The board chairperson of Mpumalanga Economic Growth Agency, Davis Mculu, has resigned in anger after a failed attempt to remove the parastatal’s chief executive, Xola Sithole.
Directors of the growth agency had illegally put Sithole on suspension on February 4 on unspecified charges and proposed an exit package, which would see him being paid for the remaining months of his contract that is due to expire in December.
City Press has seen Mculu’s resignation letter to Mpumalanga Finance and Economic Development MEC, Eric Kholwane. Mculu resigned on Saturday.
Kholwane had accused the board of having acted illegally when they suspended Sithole without his approval. Such action, Kholwane said, constituted improper conduct and was in violation of the Mega Act, Companies Act and the Public Finance Management Act.
“I am of the view that the failure by the growth agency board members constitute improper conduct … the board members’ improper conduct has increased the agency’s exposure to non-adherence with the applicable prescripts,” the MEC said.
Kholwane had given Mculu and the eight other board members until today to explain why he should not terminate their membership. It is expected that more board members will resign this week.
Mculu said in his letter that the board had wanted to conduct a forensic investigation into the growth agency’s affairs, which they could not do with the chief executive in office.
“The organisation needs serious recapitalisation for it to survive and be sustainable hence the board developed a 12-point plan to turn around the growth agency’s business in January 2019,” Mculu said in his resignation letter.
“I however wish to express my utter dismay that the provincial executive committee finds it justified to protect the chief executive who is suspected to have looted the Government Nutrition Programme that is meant to cater for school children and patients from the poorest of the poor from our communities. There are allegations that money was looted from this programme in huge numbers of no less than R3 million a month,” he said.
Mculu said emerging farmers and suppliers of the programme could not be paid as result and some farms had collapsed.
Sithole said he would look into Mculu’s allegations before responding.
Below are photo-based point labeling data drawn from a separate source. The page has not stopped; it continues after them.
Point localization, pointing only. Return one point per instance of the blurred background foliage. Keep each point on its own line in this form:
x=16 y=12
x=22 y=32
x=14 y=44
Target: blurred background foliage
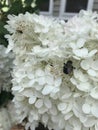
x=14 y=7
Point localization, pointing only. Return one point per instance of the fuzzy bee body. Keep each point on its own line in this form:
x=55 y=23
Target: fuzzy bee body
x=68 y=67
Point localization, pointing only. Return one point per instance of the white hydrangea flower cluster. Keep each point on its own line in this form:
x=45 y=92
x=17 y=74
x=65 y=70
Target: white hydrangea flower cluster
x=8 y=117
x=5 y=69
x=55 y=74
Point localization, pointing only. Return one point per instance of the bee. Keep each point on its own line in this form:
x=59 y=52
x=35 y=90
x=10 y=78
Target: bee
x=68 y=67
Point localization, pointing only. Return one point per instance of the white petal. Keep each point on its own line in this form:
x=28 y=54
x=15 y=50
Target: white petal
x=50 y=80
x=53 y=110
x=16 y=88
x=47 y=89
x=86 y=108
x=62 y=106
x=81 y=52
x=95 y=65
x=45 y=118
x=32 y=100
x=30 y=84
x=92 y=72
x=94 y=110
x=85 y=64
x=84 y=86
x=39 y=103
x=39 y=72
x=80 y=43
x=47 y=103
x=41 y=81
x=58 y=82
x=93 y=52
x=94 y=93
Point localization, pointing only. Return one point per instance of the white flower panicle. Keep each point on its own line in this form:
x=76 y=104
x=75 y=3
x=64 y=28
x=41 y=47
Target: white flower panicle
x=55 y=74
x=5 y=69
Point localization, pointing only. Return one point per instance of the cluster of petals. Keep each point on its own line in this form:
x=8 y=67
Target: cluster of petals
x=43 y=91
x=5 y=69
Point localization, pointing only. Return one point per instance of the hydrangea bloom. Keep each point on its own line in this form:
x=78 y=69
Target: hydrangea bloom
x=55 y=74
x=7 y=117
x=5 y=69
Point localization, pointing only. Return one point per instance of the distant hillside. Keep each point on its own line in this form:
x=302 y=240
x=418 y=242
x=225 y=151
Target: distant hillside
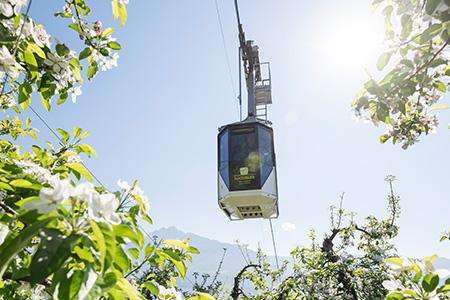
x=211 y=252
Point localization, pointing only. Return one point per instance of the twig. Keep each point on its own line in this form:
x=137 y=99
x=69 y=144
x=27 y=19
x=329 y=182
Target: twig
x=237 y=280
x=7 y=208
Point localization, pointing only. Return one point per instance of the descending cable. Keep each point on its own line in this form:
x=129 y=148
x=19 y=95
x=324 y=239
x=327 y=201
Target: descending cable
x=61 y=141
x=240 y=84
x=273 y=242
x=14 y=51
x=16 y=45
x=219 y=19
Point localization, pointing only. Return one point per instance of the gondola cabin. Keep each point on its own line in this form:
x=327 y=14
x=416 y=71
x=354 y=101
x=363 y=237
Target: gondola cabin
x=247 y=181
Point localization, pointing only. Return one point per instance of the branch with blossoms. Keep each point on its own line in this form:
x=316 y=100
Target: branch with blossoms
x=417 y=40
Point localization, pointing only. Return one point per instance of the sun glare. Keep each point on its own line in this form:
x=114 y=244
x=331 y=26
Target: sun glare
x=349 y=42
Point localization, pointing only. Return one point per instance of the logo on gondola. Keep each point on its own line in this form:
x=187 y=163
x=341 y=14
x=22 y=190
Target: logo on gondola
x=243 y=170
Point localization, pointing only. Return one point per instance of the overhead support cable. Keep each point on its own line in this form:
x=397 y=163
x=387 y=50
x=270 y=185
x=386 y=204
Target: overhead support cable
x=274 y=245
x=227 y=58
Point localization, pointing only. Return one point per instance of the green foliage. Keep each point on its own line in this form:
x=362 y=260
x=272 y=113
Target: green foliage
x=60 y=236
x=417 y=41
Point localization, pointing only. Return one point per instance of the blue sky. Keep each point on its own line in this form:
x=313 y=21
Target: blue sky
x=155 y=118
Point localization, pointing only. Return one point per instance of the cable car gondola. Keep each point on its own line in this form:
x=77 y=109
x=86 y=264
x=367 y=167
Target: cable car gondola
x=247 y=178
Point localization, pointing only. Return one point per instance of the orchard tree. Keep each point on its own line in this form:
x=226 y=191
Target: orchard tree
x=61 y=237
x=417 y=34
x=353 y=261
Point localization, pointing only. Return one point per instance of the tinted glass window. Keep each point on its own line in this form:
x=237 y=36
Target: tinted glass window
x=223 y=158
x=265 y=152
x=244 y=159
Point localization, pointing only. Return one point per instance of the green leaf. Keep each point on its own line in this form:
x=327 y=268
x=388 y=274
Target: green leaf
x=25 y=184
x=30 y=59
x=430 y=282
x=429 y=33
x=398 y=261
x=201 y=296
x=79 y=168
x=11 y=247
x=177 y=243
x=114 y=45
x=107 y=31
x=431 y=6
x=151 y=287
x=37 y=50
x=176 y=260
x=444 y=289
x=86 y=149
x=85 y=53
x=84 y=254
x=107 y=282
x=88 y=281
x=62 y=98
x=31 y=62
x=76 y=27
x=122 y=13
x=45 y=102
x=65 y=134
x=395 y=296
x=125 y=231
x=99 y=240
x=5 y=186
x=406 y=25
x=440 y=86
x=438 y=107
x=25 y=90
x=115 y=8
x=62 y=49
x=149 y=250
x=134 y=252
x=383 y=60
x=76 y=131
x=129 y=290
x=121 y=259
x=53 y=252
x=92 y=70
x=104 y=52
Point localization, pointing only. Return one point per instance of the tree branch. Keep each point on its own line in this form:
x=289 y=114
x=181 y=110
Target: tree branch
x=237 y=280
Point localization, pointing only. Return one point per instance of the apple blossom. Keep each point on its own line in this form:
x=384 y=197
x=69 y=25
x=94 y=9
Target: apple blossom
x=102 y=208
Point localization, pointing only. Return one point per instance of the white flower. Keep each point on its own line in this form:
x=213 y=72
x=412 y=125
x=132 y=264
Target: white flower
x=57 y=63
x=125 y=186
x=7 y=101
x=286 y=226
x=169 y=293
x=3 y=232
x=18 y=5
x=8 y=63
x=41 y=37
x=84 y=192
x=41 y=174
x=73 y=157
x=392 y=285
x=109 y=62
x=75 y=92
x=51 y=198
x=6 y=9
x=135 y=191
x=103 y=208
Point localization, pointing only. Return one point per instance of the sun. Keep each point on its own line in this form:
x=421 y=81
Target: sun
x=350 y=41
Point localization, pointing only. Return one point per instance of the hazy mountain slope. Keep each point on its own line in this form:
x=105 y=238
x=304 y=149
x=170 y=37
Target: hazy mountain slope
x=211 y=252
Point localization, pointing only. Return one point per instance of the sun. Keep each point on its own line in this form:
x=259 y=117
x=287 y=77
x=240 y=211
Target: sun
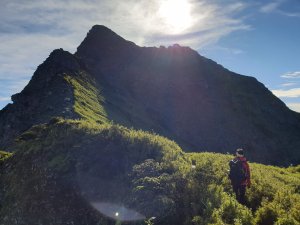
x=176 y=15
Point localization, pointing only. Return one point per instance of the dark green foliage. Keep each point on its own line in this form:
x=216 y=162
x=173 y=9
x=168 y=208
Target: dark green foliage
x=60 y=168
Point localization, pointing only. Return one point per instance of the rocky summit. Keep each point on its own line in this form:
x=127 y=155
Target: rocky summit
x=172 y=91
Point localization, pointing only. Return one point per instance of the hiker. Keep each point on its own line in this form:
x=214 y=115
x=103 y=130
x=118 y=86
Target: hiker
x=239 y=175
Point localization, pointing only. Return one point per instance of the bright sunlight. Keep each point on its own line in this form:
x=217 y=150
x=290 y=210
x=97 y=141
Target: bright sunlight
x=176 y=15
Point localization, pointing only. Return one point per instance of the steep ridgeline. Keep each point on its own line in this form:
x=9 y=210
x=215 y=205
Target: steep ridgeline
x=172 y=91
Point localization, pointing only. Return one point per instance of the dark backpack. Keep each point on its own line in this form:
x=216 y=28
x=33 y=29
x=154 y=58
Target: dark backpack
x=236 y=172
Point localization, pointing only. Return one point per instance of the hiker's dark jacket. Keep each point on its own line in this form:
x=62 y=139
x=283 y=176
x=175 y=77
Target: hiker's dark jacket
x=246 y=169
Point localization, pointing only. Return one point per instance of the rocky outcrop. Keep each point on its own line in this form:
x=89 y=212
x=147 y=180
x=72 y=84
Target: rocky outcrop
x=172 y=91
x=47 y=95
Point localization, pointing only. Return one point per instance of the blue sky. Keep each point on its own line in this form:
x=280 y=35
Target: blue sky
x=254 y=38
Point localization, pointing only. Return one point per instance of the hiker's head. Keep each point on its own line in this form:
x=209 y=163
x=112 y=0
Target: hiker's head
x=239 y=152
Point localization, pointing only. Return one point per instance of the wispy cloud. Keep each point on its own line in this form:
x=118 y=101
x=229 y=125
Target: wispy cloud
x=4 y=99
x=275 y=7
x=294 y=106
x=291 y=75
x=288 y=84
x=290 y=93
x=30 y=30
x=271 y=7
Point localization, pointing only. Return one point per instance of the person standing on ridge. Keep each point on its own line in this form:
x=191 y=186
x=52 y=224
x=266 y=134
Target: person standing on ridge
x=239 y=175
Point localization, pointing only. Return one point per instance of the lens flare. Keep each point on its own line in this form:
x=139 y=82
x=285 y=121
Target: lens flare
x=176 y=14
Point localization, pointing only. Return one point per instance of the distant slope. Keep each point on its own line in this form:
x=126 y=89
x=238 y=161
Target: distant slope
x=172 y=91
x=61 y=173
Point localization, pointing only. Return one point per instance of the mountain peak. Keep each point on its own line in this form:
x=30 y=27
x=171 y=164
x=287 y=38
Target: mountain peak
x=101 y=40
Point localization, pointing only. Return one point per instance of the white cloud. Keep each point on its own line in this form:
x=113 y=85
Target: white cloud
x=4 y=99
x=290 y=93
x=291 y=75
x=288 y=84
x=270 y=7
x=274 y=7
x=294 y=106
x=30 y=30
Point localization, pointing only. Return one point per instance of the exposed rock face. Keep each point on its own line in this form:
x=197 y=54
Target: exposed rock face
x=173 y=91
x=47 y=95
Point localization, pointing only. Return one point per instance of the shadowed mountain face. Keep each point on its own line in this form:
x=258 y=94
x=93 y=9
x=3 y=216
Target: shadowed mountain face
x=172 y=91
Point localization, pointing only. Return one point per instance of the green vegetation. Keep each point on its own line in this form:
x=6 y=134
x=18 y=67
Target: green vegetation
x=68 y=163
x=88 y=100
x=4 y=155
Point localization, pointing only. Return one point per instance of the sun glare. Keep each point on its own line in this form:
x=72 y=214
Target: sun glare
x=176 y=14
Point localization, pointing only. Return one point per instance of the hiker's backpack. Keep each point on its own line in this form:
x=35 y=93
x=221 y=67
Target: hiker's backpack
x=236 y=173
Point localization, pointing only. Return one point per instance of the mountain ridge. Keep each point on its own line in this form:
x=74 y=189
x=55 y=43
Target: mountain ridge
x=172 y=91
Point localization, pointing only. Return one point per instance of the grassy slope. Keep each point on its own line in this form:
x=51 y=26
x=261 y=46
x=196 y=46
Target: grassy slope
x=141 y=170
x=153 y=175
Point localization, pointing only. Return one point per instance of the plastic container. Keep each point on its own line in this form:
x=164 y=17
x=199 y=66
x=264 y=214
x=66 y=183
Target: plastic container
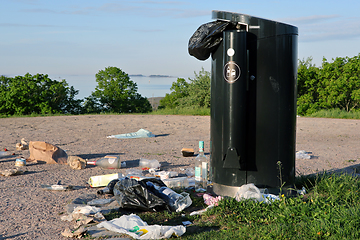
x=4 y=153
x=177 y=202
x=20 y=162
x=103 y=180
x=149 y=163
x=109 y=162
x=180 y=182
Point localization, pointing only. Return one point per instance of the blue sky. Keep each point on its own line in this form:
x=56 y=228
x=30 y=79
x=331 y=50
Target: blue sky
x=81 y=37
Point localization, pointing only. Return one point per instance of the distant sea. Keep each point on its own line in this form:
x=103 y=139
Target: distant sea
x=148 y=86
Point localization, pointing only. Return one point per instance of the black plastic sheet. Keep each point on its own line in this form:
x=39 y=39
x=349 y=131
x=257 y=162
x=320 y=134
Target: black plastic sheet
x=133 y=194
x=206 y=39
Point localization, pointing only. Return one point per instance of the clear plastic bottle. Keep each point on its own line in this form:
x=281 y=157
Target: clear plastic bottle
x=109 y=161
x=177 y=202
x=201 y=168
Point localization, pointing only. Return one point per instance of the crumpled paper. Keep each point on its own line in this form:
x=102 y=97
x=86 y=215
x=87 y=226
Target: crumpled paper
x=133 y=226
x=12 y=172
x=76 y=162
x=250 y=191
x=81 y=216
x=141 y=133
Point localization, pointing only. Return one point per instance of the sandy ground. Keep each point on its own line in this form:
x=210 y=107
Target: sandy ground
x=27 y=211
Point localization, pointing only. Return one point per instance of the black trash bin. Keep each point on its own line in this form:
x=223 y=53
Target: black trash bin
x=253 y=103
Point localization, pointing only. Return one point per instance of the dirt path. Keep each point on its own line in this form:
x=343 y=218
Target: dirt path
x=29 y=212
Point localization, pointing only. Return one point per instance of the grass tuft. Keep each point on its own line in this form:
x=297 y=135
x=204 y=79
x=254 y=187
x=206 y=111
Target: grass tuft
x=329 y=210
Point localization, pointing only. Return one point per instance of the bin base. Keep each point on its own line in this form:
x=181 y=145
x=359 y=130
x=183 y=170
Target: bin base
x=224 y=190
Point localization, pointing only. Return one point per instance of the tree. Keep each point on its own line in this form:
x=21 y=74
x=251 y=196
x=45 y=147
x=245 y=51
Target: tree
x=179 y=90
x=115 y=92
x=340 y=83
x=37 y=94
x=307 y=90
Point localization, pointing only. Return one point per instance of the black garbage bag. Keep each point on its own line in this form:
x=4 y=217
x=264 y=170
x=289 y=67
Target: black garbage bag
x=206 y=39
x=133 y=194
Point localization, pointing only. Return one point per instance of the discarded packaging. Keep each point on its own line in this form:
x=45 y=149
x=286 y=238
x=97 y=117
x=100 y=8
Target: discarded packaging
x=141 y=133
x=187 y=152
x=190 y=172
x=23 y=145
x=109 y=162
x=100 y=202
x=135 y=227
x=210 y=200
x=12 y=172
x=4 y=153
x=302 y=155
x=109 y=189
x=103 y=180
x=20 y=162
x=133 y=194
x=149 y=163
x=56 y=187
x=250 y=191
x=179 y=182
x=47 y=152
x=76 y=162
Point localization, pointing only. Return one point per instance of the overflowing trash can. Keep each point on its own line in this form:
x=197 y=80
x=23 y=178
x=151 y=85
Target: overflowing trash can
x=253 y=100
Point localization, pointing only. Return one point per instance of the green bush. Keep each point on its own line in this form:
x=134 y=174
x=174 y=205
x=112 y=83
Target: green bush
x=37 y=94
x=115 y=93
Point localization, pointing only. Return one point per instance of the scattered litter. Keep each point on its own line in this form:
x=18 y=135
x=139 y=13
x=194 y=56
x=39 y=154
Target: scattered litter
x=179 y=182
x=302 y=155
x=187 y=152
x=57 y=187
x=141 y=133
x=210 y=200
x=186 y=223
x=109 y=162
x=100 y=202
x=190 y=172
x=151 y=164
x=81 y=216
x=103 y=180
x=133 y=194
x=109 y=189
x=73 y=233
x=20 y=162
x=23 y=145
x=42 y=151
x=201 y=211
x=12 y=172
x=250 y=191
x=302 y=191
x=5 y=153
x=76 y=162
x=135 y=227
x=176 y=202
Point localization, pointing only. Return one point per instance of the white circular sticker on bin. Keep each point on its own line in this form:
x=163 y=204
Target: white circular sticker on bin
x=231 y=72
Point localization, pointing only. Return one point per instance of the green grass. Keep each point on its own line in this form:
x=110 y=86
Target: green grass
x=329 y=210
x=336 y=113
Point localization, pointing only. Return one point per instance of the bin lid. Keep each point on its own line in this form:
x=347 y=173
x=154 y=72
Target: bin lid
x=261 y=27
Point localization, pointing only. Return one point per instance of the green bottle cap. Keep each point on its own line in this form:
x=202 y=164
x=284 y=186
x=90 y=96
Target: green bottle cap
x=201 y=145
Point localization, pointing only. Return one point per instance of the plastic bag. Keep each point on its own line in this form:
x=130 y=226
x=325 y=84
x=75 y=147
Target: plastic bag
x=133 y=194
x=138 y=229
x=206 y=39
x=248 y=191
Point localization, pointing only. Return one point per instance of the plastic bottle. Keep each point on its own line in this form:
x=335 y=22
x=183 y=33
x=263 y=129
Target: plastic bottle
x=109 y=161
x=149 y=163
x=177 y=202
x=201 y=168
x=4 y=153
x=109 y=189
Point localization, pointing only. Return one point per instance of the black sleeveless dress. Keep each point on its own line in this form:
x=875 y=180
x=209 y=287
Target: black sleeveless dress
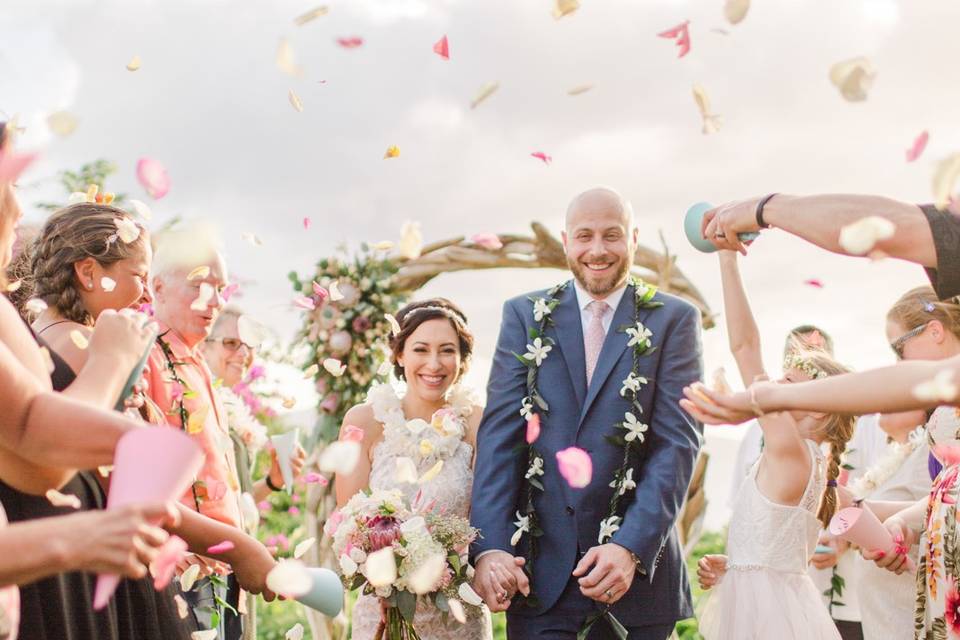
x=61 y=607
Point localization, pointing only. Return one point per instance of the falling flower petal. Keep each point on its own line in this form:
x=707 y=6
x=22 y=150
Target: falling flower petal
x=564 y=8
x=189 y=577
x=540 y=155
x=381 y=567
x=295 y=101
x=485 y=92
x=350 y=43
x=853 y=78
x=442 y=48
x=334 y=367
x=533 y=428
x=153 y=177
x=294 y=633
x=339 y=457
x=62 y=123
x=287 y=61
x=919 y=145
x=79 y=340
x=860 y=237
x=199 y=273
x=313 y=14
x=575 y=467
x=736 y=10
x=58 y=499
x=13 y=164
x=35 y=305
x=945 y=179
x=411 y=240
x=941 y=389
x=681 y=34
x=206 y=293
x=221 y=547
x=711 y=121
x=289 y=578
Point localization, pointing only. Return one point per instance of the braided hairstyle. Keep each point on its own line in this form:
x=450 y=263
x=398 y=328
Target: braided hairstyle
x=416 y=313
x=68 y=236
x=837 y=430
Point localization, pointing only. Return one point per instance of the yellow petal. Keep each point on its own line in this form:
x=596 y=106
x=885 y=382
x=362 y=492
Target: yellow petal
x=313 y=14
x=295 y=101
x=945 y=179
x=79 y=340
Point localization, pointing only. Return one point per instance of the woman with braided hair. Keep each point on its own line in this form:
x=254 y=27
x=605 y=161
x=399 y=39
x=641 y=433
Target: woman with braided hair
x=761 y=588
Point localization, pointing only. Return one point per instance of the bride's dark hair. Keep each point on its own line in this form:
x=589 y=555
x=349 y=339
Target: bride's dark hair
x=415 y=314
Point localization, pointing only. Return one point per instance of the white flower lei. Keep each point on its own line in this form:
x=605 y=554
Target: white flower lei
x=425 y=442
x=888 y=465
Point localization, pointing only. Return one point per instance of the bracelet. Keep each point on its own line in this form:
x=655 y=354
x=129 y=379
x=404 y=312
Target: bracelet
x=272 y=486
x=760 y=205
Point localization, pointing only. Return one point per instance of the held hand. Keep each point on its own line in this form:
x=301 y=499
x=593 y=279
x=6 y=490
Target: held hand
x=612 y=573
x=711 y=569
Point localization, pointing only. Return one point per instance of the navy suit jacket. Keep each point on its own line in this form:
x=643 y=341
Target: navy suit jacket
x=583 y=417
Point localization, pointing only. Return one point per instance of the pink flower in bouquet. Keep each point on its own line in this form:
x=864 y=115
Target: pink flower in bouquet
x=382 y=531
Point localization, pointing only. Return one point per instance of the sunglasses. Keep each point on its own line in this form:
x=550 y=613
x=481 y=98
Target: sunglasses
x=897 y=345
x=231 y=344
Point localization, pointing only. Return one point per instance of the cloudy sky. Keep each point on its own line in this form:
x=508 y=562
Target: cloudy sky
x=210 y=103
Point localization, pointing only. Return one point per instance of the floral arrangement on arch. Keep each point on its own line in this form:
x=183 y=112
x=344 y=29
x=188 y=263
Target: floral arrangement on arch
x=346 y=302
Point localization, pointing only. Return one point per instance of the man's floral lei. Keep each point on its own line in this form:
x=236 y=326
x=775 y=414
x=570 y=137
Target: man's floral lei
x=633 y=433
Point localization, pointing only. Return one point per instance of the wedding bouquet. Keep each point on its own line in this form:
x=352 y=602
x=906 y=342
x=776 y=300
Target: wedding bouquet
x=400 y=554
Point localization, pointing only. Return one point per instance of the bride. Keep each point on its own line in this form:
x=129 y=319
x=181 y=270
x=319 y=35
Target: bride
x=434 y=424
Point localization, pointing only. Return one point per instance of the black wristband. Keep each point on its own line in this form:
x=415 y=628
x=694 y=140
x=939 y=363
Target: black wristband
x=760 y=206
x=271 y=486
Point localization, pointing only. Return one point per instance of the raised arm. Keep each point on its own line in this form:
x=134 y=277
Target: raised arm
x=742 y=329
x=819 y=219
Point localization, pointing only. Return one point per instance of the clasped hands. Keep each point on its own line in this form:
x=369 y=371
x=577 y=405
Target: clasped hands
x=605 y=574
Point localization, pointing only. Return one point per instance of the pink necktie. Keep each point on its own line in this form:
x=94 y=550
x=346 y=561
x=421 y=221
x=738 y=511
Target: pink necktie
x=593 y=340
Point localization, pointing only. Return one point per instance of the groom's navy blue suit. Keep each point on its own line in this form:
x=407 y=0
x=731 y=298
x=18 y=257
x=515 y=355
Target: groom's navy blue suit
x=583 y=417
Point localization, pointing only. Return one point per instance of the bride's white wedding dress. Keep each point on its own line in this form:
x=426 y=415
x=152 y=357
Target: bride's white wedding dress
x=444 y=477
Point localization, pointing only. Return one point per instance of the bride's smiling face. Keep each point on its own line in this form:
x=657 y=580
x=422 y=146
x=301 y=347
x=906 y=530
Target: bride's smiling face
x=431 y=359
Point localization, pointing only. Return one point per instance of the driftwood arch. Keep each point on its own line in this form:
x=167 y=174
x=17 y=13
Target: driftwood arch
x=538 y=251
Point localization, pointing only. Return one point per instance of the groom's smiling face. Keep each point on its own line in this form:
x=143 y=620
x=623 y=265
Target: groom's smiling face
x=599 y=240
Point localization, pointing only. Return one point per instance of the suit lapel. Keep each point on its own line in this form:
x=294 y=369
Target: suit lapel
x=613 y=347
x=569 y=329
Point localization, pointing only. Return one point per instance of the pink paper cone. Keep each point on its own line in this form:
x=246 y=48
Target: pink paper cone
x=150 y=465
x=861 y=527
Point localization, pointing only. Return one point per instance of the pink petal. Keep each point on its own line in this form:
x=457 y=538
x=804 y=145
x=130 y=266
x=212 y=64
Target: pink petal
x=165 y=564
x=576 y=467
x=352 y=434
x=540 y=155
x=487 y=241
x=13 y=164
x=153 y=177
x=442 y=48
x=533 y=428
x=304 y=302
x=221 y=547
x=913 y=152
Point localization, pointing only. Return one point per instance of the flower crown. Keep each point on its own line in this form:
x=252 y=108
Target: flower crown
x=794 y=361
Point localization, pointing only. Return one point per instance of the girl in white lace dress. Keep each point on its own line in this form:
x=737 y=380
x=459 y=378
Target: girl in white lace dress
x=421 y=443
x=761 y=588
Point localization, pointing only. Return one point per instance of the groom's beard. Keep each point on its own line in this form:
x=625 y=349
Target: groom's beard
x=599 y=287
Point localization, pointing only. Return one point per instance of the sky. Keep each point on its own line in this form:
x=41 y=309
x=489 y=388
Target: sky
x=210 y=103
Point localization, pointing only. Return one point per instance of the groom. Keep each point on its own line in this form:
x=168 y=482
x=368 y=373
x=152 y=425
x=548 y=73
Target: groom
x=633 y=565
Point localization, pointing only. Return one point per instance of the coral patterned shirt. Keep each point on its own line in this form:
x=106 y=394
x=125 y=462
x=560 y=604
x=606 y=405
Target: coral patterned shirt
x=216 y=491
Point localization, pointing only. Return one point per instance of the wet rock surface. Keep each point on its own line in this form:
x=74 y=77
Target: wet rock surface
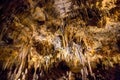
x=64 y=40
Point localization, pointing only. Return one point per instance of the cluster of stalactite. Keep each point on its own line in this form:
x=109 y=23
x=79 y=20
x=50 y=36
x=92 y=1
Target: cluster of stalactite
x=59 y=39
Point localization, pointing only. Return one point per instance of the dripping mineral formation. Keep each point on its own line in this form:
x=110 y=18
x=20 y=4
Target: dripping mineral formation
x=59 y=40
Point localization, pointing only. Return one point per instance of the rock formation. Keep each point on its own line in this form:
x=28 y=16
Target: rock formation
x=59 y=39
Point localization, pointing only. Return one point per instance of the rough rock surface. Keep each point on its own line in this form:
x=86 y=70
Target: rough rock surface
x=63 y=40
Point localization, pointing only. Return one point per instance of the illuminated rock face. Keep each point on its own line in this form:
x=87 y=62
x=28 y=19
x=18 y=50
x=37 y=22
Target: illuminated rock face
x=34 y=46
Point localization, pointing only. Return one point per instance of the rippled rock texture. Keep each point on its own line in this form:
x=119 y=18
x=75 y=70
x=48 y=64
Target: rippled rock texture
x=59 y=39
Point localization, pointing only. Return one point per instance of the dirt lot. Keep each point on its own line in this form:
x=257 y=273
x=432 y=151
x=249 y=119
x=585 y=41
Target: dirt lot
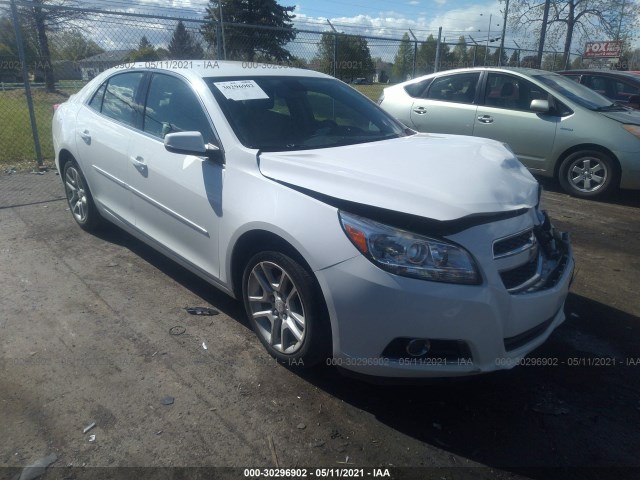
x=85 y=326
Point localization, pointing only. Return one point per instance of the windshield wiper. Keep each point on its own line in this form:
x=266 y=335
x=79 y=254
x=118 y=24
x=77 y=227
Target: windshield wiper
x=614 y=107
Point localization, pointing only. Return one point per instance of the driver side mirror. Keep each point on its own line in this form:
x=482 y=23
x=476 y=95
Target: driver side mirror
x=192 y=143
x=539 y=106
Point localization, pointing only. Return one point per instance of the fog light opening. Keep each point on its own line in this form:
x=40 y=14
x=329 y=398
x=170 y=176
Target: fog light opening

Sithole was suspended alongside chief financial officer, Evert Lodewyk, and general manager for funding, Gijimane Dladla.
Sources within the growth agency said that Sithole was targeted because he did not approve of irregular transactions, which had threatened to collapse the institution before he took over.
The sources said that Sithole was being victimised for:
• Refusing to give R5 million loan to SA Go Fibre (Ltd), a company owned by the growth agency secretary Petunia Morgan’s son. The company did not meet lending criteria and Morgan allegedly worked with her son in pursuing litigation against the growth agency for declining SA Go Fibre’s application in terms of the Promotion of Access to Information Act to find out why its loan application was declined;
• Questioning the allocation of R3 million and R8 million to Raizcorp and Dalamba Victorious Trading Enterprise (Pty) Ltd respectively without procurement processes being followed; and
• Questioning the allocation of R10 million for Township Economy Revitalisation to an entity called Spazamart.
Kholwane defended the three transactions and said there was nothing untoward about them.